Das war mehr als harte Arbeit! Neo-Bundesligist GAK hatte beim Cup-Start bei Viertligist Velden seine liebe Müh‘, zitterte sich nach einem 0:2-Rückstand aber noch in die Verlängerung – und zum Aufstieg im Elferschießen.
Nach 55 Minuten deutete im Villacher Stadion alles auf die erste Sensation im Cup hin. Und die Blamage eines Bundesligisten. Denn der GAK lag bei Viertligist Velden mit 0:2 in Rückstand! Weil Modritz nach einem Eckball von der Strafraumgrenze zum frühen 1:0 für den Underdog getroffen hatte (6.). Und weil Winter nach einem Solo zum umjubelten 2:0 getroffen hatte. Der GAK? Bis zu diesem Zeitpunkt harmlos und ohne zündende Ideen in der Offensive.

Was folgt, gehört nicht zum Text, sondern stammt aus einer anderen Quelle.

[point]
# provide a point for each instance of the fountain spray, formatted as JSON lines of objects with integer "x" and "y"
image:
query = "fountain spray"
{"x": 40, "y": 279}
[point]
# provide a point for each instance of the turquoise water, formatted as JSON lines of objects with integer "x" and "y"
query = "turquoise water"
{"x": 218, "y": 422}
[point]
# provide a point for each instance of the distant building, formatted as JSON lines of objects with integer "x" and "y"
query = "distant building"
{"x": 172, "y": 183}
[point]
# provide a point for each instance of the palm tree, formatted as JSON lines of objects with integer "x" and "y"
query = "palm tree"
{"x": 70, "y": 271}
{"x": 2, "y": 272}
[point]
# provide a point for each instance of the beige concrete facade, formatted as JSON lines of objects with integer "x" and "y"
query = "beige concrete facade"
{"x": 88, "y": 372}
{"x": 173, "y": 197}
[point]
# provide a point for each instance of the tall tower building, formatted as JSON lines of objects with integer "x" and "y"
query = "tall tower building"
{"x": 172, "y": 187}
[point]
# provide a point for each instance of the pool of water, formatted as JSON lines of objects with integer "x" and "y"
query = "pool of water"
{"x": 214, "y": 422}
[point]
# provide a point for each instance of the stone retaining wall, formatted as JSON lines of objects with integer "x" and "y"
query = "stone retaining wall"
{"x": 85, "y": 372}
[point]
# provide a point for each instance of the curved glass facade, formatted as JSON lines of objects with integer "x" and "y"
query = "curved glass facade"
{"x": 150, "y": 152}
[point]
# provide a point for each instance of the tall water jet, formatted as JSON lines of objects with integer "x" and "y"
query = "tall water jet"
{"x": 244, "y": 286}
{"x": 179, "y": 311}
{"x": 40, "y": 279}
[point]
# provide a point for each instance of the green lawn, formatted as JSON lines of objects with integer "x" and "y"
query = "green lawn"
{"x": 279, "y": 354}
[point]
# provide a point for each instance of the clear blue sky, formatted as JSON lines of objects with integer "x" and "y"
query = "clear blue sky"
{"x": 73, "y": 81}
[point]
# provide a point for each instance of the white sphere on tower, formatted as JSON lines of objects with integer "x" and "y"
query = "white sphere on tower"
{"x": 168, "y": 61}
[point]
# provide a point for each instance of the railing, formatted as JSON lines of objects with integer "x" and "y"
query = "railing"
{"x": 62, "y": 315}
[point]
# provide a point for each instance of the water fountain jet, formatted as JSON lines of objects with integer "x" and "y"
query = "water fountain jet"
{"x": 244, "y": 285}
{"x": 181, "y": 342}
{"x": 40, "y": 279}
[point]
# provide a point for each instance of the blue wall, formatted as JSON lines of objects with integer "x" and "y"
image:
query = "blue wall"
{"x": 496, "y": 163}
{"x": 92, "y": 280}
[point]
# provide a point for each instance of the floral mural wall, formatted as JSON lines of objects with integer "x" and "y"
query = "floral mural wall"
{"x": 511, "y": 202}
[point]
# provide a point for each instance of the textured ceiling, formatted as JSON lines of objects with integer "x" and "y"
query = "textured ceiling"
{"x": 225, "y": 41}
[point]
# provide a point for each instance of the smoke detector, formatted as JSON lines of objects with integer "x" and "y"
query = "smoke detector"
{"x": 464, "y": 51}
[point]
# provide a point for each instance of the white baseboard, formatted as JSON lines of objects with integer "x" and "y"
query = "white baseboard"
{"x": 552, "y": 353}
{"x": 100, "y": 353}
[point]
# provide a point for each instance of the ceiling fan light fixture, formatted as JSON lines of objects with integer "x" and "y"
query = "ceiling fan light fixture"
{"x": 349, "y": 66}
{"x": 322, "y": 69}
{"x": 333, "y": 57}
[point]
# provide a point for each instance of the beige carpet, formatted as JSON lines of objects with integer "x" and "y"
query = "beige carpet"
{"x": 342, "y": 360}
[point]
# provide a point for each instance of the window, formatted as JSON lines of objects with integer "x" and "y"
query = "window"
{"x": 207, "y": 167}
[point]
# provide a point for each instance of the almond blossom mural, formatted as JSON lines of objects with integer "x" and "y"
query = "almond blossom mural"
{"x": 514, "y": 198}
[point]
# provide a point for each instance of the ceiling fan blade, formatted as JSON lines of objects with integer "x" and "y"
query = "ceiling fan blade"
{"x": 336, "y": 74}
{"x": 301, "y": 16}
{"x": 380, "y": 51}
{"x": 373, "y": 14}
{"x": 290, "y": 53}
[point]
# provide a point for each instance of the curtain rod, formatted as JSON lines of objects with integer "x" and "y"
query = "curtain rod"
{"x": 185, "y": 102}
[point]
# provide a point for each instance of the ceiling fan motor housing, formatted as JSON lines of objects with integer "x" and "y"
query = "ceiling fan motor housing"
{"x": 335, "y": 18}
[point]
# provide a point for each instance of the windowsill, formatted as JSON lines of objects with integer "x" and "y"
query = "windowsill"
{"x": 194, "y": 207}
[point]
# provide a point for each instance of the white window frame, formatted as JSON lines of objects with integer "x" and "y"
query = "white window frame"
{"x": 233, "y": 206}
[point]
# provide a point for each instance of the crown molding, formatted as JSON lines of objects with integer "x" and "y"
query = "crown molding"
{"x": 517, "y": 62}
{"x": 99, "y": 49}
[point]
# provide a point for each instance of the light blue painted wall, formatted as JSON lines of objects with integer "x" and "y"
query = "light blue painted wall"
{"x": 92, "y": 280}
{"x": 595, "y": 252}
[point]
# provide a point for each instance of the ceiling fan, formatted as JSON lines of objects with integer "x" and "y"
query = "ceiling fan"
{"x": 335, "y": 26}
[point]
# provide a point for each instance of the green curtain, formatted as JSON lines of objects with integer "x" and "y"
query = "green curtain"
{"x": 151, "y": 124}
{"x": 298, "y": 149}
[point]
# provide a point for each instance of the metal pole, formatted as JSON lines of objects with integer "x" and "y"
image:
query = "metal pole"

Doch der zweite Treffer schien für die „Rotjacken“ vor den Augen von ÖFB-Präsident Klaus Mitterdorfer ein Weckruf gewesen zu sein. Denn plötzlich waren deutlich mehr Tempo und Zug zum Tor da. Marco Gantschnig traf noch die Latte (66.). Benjamin Rosenberger machte es zwei Minuten später dann besser – sein Freistoß nahe der Eckfahne ging an Freund und Feind vorbei ins Tor.
Der GAK hatte Lunte gerochen, wollte den Ausgleich. Der sollte dann auch fallen. Neuzugang Dominik Frieser drückte den Ball bei seinem Pflichtspieldebüt im rot-weißen Dress in Minute 74 zum 2:2 über die Linie. Die rund 1000 mitgereisten Fans dankten es ihm lautstark.
So konnte der GAK die große Blamage gerade noch verhindern und rettete sich in die Verlängerung. In der Tio Cipot nur die Latte traf (96.), zwei Minuten später Michael Cheukoua knapp verzog, Romeo Vucic am Kärntner Goalie scheiterte (110.), Cheukoua erneut nur Aluminium traf (111.). Und der Stürmer versenkte Sekunden vor dem Ende den Ball gar aus einem Meter nicht! So ging es auch noch ins Elferschießen. Da versagten einigen die Nerven – unter anderen Cheukoua sowie Gantschnig. Doch als sechster roter Schütze behielt Frieser die Nerven und schoss GAK doch noch in Runde zwei!